BOOK THIRD.
CHAPTER 2. A BIRD'S-EYE VIEW OF PARIS.
(continued)
Independently of these two principal streets, piercing Paris
diametrically in its whole breadth, from side to side, common
to the entire capital, the City and the University had also
each its own great special street, which ran lengthwise by
them, parallel to the Seine, cutting, as it passed, at right
angles, the two arterial thoroughfares. Thus, in the Town,
one descended in a straight line from the Porte Saint-Antoine
to the Porte Saint-Honoré; in the University from the Porte
Saint-Victor to the Porte Saint-Germain. These two great
thoroughfares intersected by the two first, formed the canvas
upon which reposed, knotted and crowded together on every
hand, the labyrinthine network of the streets of Paris. In
the incomprehensible plan of these streets, one distinguished
likewise, on looking attentively, two clusters of great streets,
like magnified sheaves of grain, one in the University, the
other in the Town, which spread out gradually from the
bridges to the gates.
Some traces of this geometrical plan still exist to-day.

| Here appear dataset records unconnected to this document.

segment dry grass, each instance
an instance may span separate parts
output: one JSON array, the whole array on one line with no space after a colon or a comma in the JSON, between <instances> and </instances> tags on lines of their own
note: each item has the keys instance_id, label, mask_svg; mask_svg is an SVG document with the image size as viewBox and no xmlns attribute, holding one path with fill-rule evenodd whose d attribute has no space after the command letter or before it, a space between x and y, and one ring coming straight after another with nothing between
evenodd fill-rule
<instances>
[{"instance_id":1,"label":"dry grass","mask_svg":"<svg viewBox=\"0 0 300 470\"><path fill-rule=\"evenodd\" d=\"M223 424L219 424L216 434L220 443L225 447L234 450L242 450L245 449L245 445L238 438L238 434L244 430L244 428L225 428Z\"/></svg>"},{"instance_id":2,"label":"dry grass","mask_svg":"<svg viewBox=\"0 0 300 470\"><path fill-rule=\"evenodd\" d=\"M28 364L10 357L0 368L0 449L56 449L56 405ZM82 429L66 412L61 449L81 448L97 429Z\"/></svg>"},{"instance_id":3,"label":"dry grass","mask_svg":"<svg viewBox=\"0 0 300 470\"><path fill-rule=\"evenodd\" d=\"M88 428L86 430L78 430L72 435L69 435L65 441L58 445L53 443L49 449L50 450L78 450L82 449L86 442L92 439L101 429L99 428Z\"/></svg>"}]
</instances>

Now, what aspect did this whole present, when, as viewed
from the summit of the towers of Notre-Dame, in 1482?
That we shall try to describe.
For the spectator who arrived, panting, upon that pinnacle,
it was first a dazzling confusing view of roofs, chimneys,
streets, bridges, places, spires, bell towers. Everything
struck your eye at once: the carved gable, the pointed roof, the
turrets suspended at the angles of the walls; the stone pyramids
of the eleventh century, the slate obelisks of the fifteenth; the
round, bare tower of the donjon keep; the square and fretted
tower of the church; the great and the little, the massive and
the aerial. The eye was, for a long time, wholly lost in this
labyrinth, where there was nothing which did not possess its
originality, its reason, its genius, its beauty,--nothing which
did not proceed from art; beginning with the smallest house,
with its painted and carved front, with external beams, elliptical
door, with projecting stories, to the royal Louvre, which
then had a colonnade of towers. But these are the principal
masses which were then to be distinguished when the eye
began to accustom itself to this tumult of edifices.
In the first place, the City.--"The island of the City," as
Sauval says, who, in spite of his confused medley, sometimes
has such happy turns of expression,--"the island of the city
is made like a great ship, stuck in the mud and run aground
in the current, near the centre of the Seine."